Introduction
Continuous advancements aimed at supporting faster speeds, lower latency, and more robust data handling have marked the evolution of networking technology. The most recent development in this line promises to revolutionize high-performance networking for contemporary data-centric applications like artificial intelligence (AI), machine learning (ML), and large-scale data analytics. Ultra Ethernet is the latest innovation in this line. More than a hundred member businesses have joined the Ultra Ethernet collaboration since it began in 2023. The specification’s first version, version 1.0, has been released, but actual development—on the application, OS, and silicon—is still ongoing. Ethernet difficulties The typical business traffic is extremely diverse and flexible in its requirements. On the other hand, AI/ML networks have consistent but stringent requirements. They are highly intolerant of latency and unreliability, have a small number of powerful endpoints, and no part of the job is finished until every part of the job is finished. What traditional Ethernet hasn’t done well: Load balancing: Ethernet doesn’t really load balance; rather, it does “statistical load distribution” that makes use of the standard 5 tuples pulled from IP addresses, ports and protocols. With limited data to differentiate between extra-large and long flows, Ethernet can (and does) try to cram too much data down one pipe while leaving the rest unused.

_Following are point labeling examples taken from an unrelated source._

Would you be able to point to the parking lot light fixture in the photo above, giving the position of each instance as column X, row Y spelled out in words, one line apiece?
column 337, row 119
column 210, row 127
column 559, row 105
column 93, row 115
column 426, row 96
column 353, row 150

Ethernet does not guarantee in-order delivery, which is required by HPC, and relies on the transport and application layers to do so. Reliability: In the same way, Ethernet does not promise that a datagram sent will be delivered. This is addressed by RDMA operations using a Go-Back-N strategy: drop anything, rewind to the “last known good” message, and then restart from there. A small number of drops can have a significant (more than 60 percent) impact on the amount of time required to complete a task. DCQCN: Scaling, tuning, and adapting the existing PFC/ECN/DCQCN congestion management systems is challenging. InfiniBand has been the preferred RDMA transport for the past 20 years, and the Ultra Ethernet Consortium (UEC) was established in response to this.
The goals of the UEC are simple:
Match/Exceed InfiniBand performance
Retain the scale and flexibility of Ethernet
Adapt RDMA to the current era. In keeping with this, Ultra Ethernet introduces a refined packet structure designed specifically for workloads requiring high performance. The following are important aspects of the Ultra Ethernet specification: Extended header fields: The packet headers feature extended fields for advanced metadata, enabling more precise flow classification and improved routing decisions. These fields also support enhanced quality of service (QoS) and security tagging.
Profiles for traffic: Ultra Ethernet provides three fundamental profiles for distinct types of traffic. AI Base: Focuses on core “common” AI use cases, including distributed inference and training.
Deferrable Send, exact-matching tagging, and extended atomic operations are just a few of the AI Full features. HPC: Full rendezvous support for HPC workloads beyond AI, more atomic operations, and advanced tagging semantics. Collectives in the network: Ultra Ethernet packets contain markers like reductions and transformations that make processing in the network easier. This is an evolution/application of FPGA (Field Programmable Gate Array) technology and is particularly valuable for AI/ML workloads where intermediate computations can be performed in transit.
High-precision timestamps: Each packet contains high-precision timestamps, allowing for precise latency measurements and maintaining synchronization across distributed systems. Management of congestion: More refined mechanisms for throttling back (or opening up) throughput. This includes things like: In order to move quickly from zero to wire, ephemeral connections Optimizations for ultra-low latency “short RTT” environments
Using packet spraying to get the most out of your bandwidth Quick & granular recovery: Ultra Ethernet moves some retransmit and recovery functions to the Link Layer, and packet trimming allows for granular/selective retransmits of lost data.
Stack of UET protocols
Full-stack hardware with support for UET (Ultra Ethernet Transport), the UEC product, is expected to be available in late 2025 or early 2026. It is essential to comprehend that the majority of current hardware is documented as “supporting Ultra Ethernet,” indicating that it will accept packets, but does not yet implement the full suite of enhancements that will eventually be included in the specification.
Overview
Updated components of the Physical, Link, and Transport layers make up the majority of Ultra Ethernet, as do improved congestion management strategies that can handle extremely large environments. The UET protocol stack is depicted in this graphic, which also includes remarks about major features at each layer.